A Complete Guide for Lighting Fast Autocomplete Search Suggestion

Piyush Arya
9 min readSep 23, 2018

--

So after binge watching the first Season of The Marvelous Mrs. Maisel, which was due for a long time, I wondered what else ?

-Binge Watcher

Having read the completely unrelated opening lines of a tech blog, the content that follows can’t possibly disappoint you, so go on.

The reason I chose something as simple as autocomplete search suggestion over deep learning, AI and big data is because
1. The search box at the top of the website/app is the most fundamental feature of any product.
2. Everyone uses it. It is a gateway to your product.
3. Lack of documentation for implementation and optimization.
4. My knowledge of ML is not worth writing the blog yet.

Just so that we are on the same page, the suggested searches are what we are trying to implement.

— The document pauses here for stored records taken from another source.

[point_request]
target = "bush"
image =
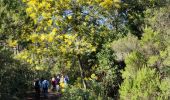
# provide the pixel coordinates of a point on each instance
(145, 85)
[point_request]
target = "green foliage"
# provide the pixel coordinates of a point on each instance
(15, 77)
(145, 84)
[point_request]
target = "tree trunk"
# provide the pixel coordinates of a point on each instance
(81, 72)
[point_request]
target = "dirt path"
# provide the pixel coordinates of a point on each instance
(51, 96)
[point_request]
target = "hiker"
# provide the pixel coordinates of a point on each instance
(62, 84)
(45, 85)
(66, 79)
(57, 83)
(37, 86)
(53, 82)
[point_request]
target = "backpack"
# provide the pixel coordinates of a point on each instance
(45, 85)
(37, 85)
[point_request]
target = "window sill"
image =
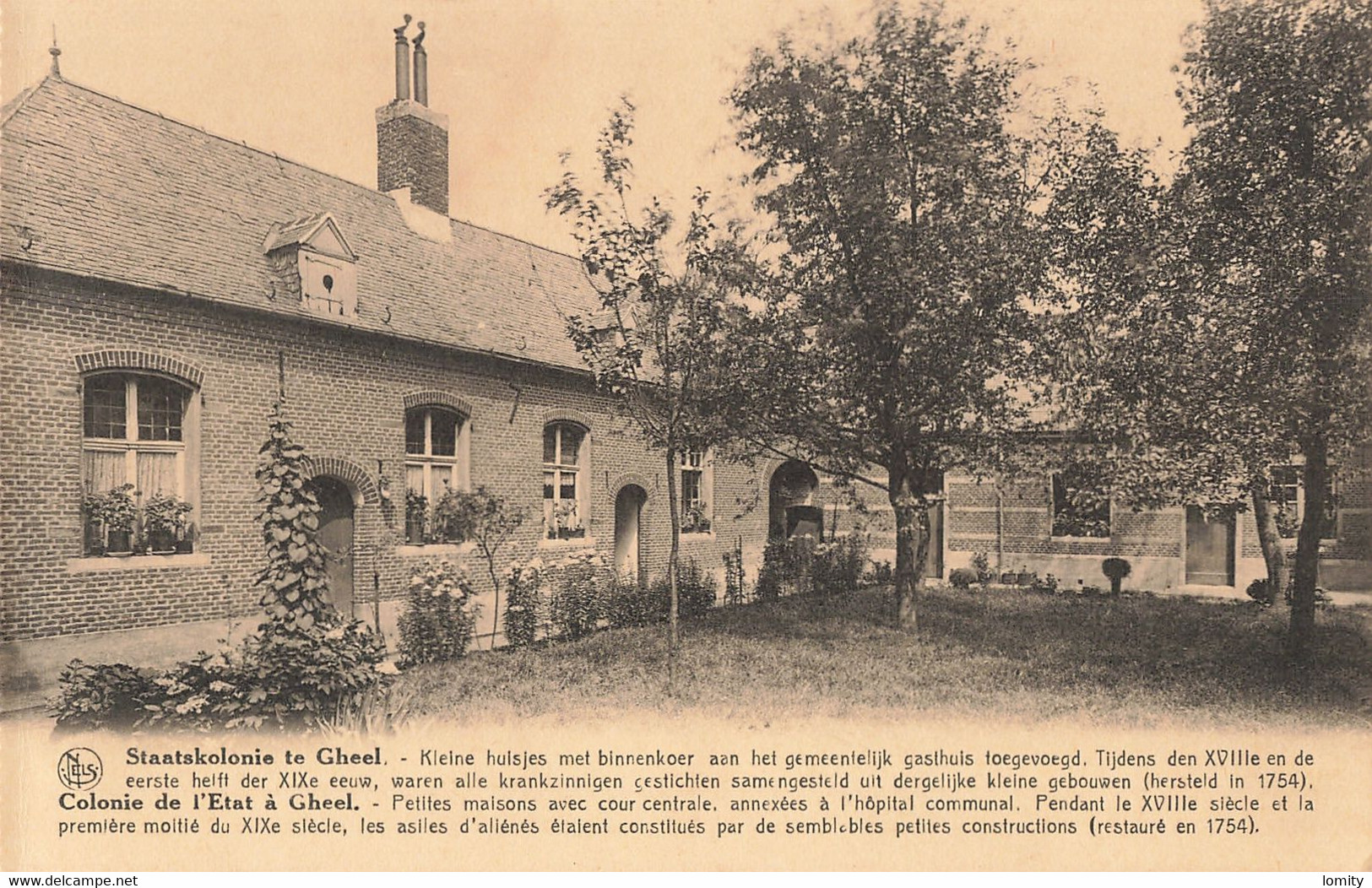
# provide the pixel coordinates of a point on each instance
(434, 548)
(577, 543)
(135, 561)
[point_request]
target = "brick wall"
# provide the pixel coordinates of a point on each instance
(346, 398)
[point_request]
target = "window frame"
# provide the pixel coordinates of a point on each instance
(559, 469)
(702, 463)
(1297, 500)
(1060, 478)
(458, 463)
(186, 451)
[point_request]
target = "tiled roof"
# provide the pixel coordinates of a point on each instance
(96, 187)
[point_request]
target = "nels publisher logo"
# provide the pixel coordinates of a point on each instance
(80, 769)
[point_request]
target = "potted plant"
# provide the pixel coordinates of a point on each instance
(114, 512)
(416, 515)
(566, 522)
(186, 543)
(696, 519)
(453, 517)
(164, 521)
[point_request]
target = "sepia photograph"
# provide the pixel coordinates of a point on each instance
(641, 436)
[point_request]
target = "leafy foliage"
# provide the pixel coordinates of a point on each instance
(281, 679)
(303, 668)
(294, 582)
(840, 565)
(439, 615)
(94, 696)
(524, 607)
(113, 510)
(654, 339)
(1223, 324)
(893, 330)
(574, 605)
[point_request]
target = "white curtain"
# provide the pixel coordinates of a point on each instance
(157, 474)
(105, 469)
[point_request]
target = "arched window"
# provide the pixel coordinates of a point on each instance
(564, 480)
(136, 432)
(697, 491)
(437, 445)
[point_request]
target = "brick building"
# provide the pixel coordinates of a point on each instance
(164, 286)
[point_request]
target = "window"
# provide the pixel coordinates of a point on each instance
(1288, 495)
(1079, 510)
(564, 480)
(435, 452)
(133, 447)
(696, 489)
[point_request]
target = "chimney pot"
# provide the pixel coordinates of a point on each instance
(420, 69)
(402, 62)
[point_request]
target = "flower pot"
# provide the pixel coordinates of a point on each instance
(94, 543)
(118, 543)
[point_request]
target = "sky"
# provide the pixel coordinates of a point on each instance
(526, 80)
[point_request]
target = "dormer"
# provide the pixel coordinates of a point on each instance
(318, 265)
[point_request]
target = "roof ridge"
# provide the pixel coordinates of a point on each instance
(19, 100)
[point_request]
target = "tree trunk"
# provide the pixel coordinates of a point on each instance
(911, 544)
(1269, 539)
(1308, 552)
(673, 554)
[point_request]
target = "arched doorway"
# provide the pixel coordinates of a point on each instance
(629, 517)
(790, 511)
(336, 539)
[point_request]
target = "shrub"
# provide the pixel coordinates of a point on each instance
(1261, 590)
(881, 574)
(439, 615)
(786, 568)
(629, 603)
(94, 696)
(838, 566)
(523, 603)
(981, 565)
(1115, 570)
(735, 579)
(574, 607)
(696, 589)
(962, 578)
(280, 677)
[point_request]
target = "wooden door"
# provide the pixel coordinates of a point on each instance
(1209, 548)
(933, 561)
(336, 539)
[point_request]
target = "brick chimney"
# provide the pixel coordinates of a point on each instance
(410, 139)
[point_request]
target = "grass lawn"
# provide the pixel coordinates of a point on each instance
(1136, 660)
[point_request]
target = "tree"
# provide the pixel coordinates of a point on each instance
(1277, 181)
(1224, 322)
(895, 322)
(651, 346)
(490, 522)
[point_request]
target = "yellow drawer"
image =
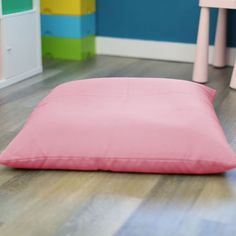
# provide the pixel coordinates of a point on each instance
(68, 7)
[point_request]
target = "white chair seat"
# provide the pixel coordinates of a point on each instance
(227, 4)
(200, 70)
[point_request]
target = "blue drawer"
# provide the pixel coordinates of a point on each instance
(68, 26)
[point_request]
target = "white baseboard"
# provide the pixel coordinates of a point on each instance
(180, 52)
(7, 82)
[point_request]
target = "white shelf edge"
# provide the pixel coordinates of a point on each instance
(7, 82)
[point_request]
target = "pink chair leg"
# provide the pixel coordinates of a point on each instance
(219, 59)
(233, 79)
(200, 71)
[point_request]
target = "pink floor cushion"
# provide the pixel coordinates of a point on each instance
(126, 125)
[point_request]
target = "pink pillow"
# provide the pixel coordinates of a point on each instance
(124, 124)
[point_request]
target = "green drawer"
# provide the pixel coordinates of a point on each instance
(67, 48)
(13, 6)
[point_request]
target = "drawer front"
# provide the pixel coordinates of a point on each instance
(68, 7)
(68, 26)
(66, 48)
(19, 44)
(13, 6)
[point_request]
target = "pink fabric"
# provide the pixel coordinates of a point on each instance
(124, 124)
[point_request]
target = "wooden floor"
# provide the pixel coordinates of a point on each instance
(60, 203)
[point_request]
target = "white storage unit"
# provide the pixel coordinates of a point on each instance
(20, 45)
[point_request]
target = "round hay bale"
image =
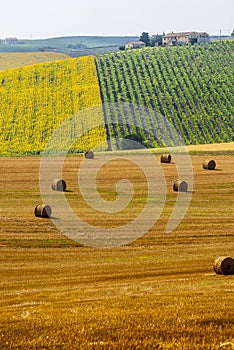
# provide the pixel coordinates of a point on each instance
(209, 164)
(165, 158)
(89, 155)
(59, 185)
(42, 211)
(180, 186)
(224, 265)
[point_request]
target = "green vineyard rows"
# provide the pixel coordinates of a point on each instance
(188, 88)
(155, 96)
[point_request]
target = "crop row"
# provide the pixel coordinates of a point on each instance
(35, 100)
(187, 94)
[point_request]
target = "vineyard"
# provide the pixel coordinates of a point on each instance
(155, 97)
(36, 99)
(187, 94)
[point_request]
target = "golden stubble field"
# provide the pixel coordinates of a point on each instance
(159, 292)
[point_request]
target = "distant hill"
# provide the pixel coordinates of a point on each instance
(19, 59)
(190, 86)
(69, 45)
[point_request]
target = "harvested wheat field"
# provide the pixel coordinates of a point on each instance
(158, 292)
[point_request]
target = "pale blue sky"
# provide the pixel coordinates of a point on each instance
(52, 18)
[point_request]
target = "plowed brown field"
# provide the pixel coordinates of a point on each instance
(159, 292)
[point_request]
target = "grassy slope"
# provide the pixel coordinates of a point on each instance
(160, 292)
(62, 43)
(14, 60)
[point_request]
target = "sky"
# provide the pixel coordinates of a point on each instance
(38, 19)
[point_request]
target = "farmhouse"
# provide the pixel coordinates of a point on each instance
(135, 45)
(185, 38)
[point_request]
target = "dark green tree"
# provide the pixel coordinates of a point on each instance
(156, 39)
(145, 38)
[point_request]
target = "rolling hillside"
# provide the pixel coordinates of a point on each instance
(191, 86)
(19, 59)
(36, 99)
(144, 92)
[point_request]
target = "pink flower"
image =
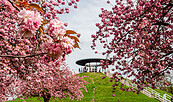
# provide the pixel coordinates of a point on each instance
(67, 43)
(56, 29)
(31, 21)
(52, 48)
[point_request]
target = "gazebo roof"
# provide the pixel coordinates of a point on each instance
(83, 62)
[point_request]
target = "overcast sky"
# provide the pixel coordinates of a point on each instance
(82, 20)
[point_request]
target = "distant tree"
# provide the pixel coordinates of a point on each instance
(138, 37)
(33, 46)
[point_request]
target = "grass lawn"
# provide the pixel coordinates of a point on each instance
(102, 93)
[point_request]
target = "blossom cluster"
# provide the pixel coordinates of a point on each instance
(137, 37)
(33, 46)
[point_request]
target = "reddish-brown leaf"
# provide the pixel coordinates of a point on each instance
(36, 7)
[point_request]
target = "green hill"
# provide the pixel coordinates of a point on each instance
(101, 91)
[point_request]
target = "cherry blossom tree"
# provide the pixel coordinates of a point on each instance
(137, 37)
(33, 47)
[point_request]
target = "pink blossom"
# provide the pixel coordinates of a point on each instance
(31, 21)
(56, 29)
(67, 42)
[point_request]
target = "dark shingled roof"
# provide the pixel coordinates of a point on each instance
(82, 62)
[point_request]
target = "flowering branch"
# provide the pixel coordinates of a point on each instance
(22, 56)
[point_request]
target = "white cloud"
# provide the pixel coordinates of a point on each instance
(82, 20)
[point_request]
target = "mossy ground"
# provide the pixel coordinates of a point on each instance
(103, 92)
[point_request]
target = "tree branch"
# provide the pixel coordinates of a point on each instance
(11, 56)
(171, 52)
(14, 5)
(163, 70)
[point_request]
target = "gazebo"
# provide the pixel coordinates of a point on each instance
(91, 64)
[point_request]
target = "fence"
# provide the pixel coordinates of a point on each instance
(146, 91)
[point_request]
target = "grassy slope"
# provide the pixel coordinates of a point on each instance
(103, 92)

On a lighter note, I still don’t understand why Google still have I’m Feeling Lucky button.

I have divided this guide into multiple sections to make it useful for multiple use cases from a quick and dirty solution in 15 mins to an advanced lightning fast microservice. I will start with a vanilla implementation and improve upon usability, speed and scale.

To begin with, an autocomplete service has two challenges
1. Speed — Very low response time ~100ms.
2. Ranking — Due to the limited real estate, only 6–10 suggestion can be shown. The optimal ranking is a challenge.

A peek into implementation

There are two parts to the service

  1. Client-side — Responsible for sending keystrokes, cache at client side and rendering of results. All of this is bundled nicely into JQuery UI Autocomplete package. The fully working snippet can be found at the given link.
  2. Server-side — Responsible for returning ranked results against a query. If your data size exceeds a couple of MBs, this is where the action will happen. I Will dig deep into this API implementation for rest of the article. Let's say this API is

GET /service/suggestions?q={term}

Implementation for API

Let's start with the quickest solution to get up and running in a couple of minutes. Use any SQL database to store data. A simple LIKE query is all you need.

Select name from movies where name like ‘%term%’ limit 10;

That’s it! Your implementation is as good as 90% of the websites but you should keep on reading if you are planning to write software for human beings.

The problem with the above implementation is the ranking of the results. Let's look at results from JQuery UI demo

Snapshot of JQuery UI demo. I am searching for Hawk. Results marked in red are unintuitive as “ha” happens to be in between, instead of word boundary

I am trying to search for hawk. On typing “ha” it shows everything that matches “ha” and to make it worse, anything with hawk doesn’t even show up due to the limited placeholders.
Practically speaking, if somebody starts typing in the search box, that query should match the word boundary from all possible suggestions instead of a substring. For example the query “go” searching in a set of programming languages, I am probably looking for Go or Golo or Pro Go and not for Logo and Hugo.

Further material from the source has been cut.